Thanks to an uncertain economy, cybersecurity budgets are in a tight spot.
According to 2023 overview by IANS and recruitment firm Artico Search, more than a third of chief information security officers (CISOs) have kept their security spending the same — or slightly reduced — in 2023. report from PwC suggests that one in five organizations will see their cybersecurity budgets stagnate or even shrink this year.
So what’s a CISO to do? Well, if you ask Gareth Hamilton, they should deliver Approach security a vortex.
Reach is the brainchild of Hamilton, a startup he co-founded with Colt Blackmore in 2021. It’s technically a cybersecurity platform — but not a conventional one.
Rather than serving as yet another layer in a company’s cyber security stack, Reach is connected to a company existing IT and security products, collecting data on attacks and recommending ways to combat them using security tools the company already has.
“The average security team is using less than 20% of what they have and struggling to secure their organization as a direct result,” Hamilton told TechCrunch in an interview. “Every other company in our industry will say you need another one security mousetrap to solve this problem. They are wrong.”
Prior to Reach, Hamilton worked at Palo Alto Networks, where he was director of product management. Blackmore led data science efforts at cybersecurity firm Proofpoint and, prior to that, was a technical lead at Palo Alto.
Hamilton says he and Blackmore designed Reach to take away some key business security decisions. Organizations feel like they’re “running in place,” as Hamilton sees it — buying security tools and putting in the work to make them work, but often not seeing the results.
The spread is real. ONE overview by security posture management vendor Panaseer found that organizations manage an average of 64 to 76 security tools (as of 2022). According to the same survey, only a third said they were “very confident” in their ability to demonstrate that their security controls were working as they should.
Perhaps this is not surprising Many CISOs feel like their cybersecurity budget is being wasted — and that even with countless defensive and offensive tools, it takes days to weeks to detect threats.
“It’s becoming increasingly important for security teams to optimize the tools they already have based on the attacks they’re actually facing,” Hamilton said. “Vendors should meet the customer where they are to prove their value, and customers should focus on running what they’ve developed effectively before considering another tool or platform.”

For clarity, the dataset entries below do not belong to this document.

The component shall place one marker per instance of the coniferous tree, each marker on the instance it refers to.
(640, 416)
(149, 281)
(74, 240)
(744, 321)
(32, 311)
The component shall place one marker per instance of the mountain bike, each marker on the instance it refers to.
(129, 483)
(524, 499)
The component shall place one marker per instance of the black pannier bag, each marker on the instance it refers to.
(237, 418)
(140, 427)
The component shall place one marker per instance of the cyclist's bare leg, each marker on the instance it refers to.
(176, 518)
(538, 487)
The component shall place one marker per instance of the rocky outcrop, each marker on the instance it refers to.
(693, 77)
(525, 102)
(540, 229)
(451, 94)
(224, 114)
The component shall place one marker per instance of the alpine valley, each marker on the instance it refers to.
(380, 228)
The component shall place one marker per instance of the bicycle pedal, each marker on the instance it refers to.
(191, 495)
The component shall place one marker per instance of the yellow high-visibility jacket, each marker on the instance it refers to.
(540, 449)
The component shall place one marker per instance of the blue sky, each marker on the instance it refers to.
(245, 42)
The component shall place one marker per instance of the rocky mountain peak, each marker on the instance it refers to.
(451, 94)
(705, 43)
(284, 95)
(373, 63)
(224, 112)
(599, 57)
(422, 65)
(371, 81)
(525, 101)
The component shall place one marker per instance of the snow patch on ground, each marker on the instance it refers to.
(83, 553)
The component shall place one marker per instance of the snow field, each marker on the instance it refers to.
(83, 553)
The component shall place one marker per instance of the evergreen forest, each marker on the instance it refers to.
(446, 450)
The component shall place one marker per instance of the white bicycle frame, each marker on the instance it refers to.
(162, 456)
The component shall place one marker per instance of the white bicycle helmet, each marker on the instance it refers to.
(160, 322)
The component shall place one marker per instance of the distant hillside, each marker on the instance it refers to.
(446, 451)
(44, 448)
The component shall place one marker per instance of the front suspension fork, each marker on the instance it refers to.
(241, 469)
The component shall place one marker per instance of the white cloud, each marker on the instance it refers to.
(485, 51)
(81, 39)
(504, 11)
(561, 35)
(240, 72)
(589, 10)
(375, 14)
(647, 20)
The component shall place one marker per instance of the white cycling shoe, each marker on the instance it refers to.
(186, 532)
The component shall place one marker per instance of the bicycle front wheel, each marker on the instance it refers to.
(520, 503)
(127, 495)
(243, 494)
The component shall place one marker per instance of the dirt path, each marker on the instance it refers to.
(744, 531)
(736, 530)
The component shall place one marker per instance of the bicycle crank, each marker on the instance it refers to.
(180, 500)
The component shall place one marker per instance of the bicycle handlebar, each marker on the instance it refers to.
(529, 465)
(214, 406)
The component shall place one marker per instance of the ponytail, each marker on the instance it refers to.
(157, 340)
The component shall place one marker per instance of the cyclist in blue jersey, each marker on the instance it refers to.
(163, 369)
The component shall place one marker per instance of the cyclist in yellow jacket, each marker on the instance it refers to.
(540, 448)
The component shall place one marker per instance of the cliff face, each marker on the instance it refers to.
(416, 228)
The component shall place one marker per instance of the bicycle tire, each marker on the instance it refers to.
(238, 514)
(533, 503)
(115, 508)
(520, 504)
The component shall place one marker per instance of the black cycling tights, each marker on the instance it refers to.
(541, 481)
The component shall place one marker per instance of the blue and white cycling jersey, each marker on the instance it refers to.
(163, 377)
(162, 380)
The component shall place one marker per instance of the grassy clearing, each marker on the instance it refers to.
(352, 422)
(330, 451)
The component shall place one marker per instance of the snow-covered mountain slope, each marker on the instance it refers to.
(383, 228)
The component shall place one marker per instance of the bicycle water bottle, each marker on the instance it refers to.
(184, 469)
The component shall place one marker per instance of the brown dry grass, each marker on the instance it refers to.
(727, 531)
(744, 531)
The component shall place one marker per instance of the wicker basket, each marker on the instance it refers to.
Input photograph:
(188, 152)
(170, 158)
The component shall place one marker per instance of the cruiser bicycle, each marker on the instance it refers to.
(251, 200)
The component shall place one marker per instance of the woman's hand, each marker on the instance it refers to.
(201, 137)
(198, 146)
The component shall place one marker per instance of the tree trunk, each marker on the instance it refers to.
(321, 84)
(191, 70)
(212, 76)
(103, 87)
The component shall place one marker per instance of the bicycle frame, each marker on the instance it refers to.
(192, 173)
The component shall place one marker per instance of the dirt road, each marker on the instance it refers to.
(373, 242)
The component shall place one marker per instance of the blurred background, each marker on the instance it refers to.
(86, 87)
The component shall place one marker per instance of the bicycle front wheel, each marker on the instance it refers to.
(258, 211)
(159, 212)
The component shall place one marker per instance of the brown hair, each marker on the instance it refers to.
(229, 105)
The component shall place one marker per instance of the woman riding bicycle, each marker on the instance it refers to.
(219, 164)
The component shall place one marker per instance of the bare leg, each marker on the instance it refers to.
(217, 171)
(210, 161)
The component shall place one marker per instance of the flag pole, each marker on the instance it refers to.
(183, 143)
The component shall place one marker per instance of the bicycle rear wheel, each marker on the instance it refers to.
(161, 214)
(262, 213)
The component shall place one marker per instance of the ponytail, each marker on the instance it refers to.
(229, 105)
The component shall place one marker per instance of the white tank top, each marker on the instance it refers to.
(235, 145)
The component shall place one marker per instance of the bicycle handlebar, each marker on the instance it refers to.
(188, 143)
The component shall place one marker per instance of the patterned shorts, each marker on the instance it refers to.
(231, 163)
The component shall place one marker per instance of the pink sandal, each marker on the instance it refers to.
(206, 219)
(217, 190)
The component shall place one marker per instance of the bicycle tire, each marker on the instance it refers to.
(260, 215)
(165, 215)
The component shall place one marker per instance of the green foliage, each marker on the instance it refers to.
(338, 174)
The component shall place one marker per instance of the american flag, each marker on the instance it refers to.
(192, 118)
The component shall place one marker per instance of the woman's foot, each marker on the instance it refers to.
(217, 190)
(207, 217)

To that end, Reach attempts to identify attackers, their goals, what they have access to, and how their attacks work — and to suggest options available to end attacks through a company’s registered products. Also automatically access the security tool configurations you will try to make them prevent attacks, prioritizing actions based on how the attacks are carried out.
“Reach assesses an organization’s security posture beyond best practices and compliance frameworks,” said Hamilton. “It also tailors security audit recommendations and assessments based on each customer’s unique threat profile and solves the ‘last mile’ problem by enabling operators to deploy changes directly from Reach.”
Companies — and investors — find this case attractive.
Hamilton says “dozens” of organizations have developed Reach’s tools, including Autodesk. And Reach recently closed a $20 million funding round led by Ballistic Ventures with participation from Artisanal Ventures, Ridge Ventures, Webb Investment Network, Tech Operators and former Palo Alto Networks CEO Mark McLaughlin.
Here’s Geoff Belknap, LinkedIn’s CISO, on it:
Reach Security solves the “too many tools, not enough people” problem not by asking you to buy yet another tool, but by realistically attacking the problem with a product that focuses on making sure you get the most out of what you already have. It’s definitely worth a look if you’re one of those security leaders who has all the people and budget they could ever want. However, for the 99.999% of us who want to get more out of the tool investments we’ve already made and are improving at showing our board and executives a steady or even increasing return on those investments: Something we should actively consider.
That Reach managed to secure a sizable tranche of funding is all the more impressive considering the ongoing downturn the cybersecurity industry is experiencing.
According at DataTribe, a startup incubator, saw a 37% drop in completed cybersecurity financing deals from Q4 2022 to Q4 2023. Series A valuations took a huge hit, with average pre-money valuations to fall from a five-year high of $73.45 million to $29.5 million.
“The broader slowdown in technology has enhanced the value that Reach provides,” he added. “Reach addresses a universal need and is positioned for growth in an area where the demand for use exists security controls more essentially scaling… While this new capital increased in scale [up] across the business, we will continue to take a disciplined approach that scrutinizes spending against the results achieved.”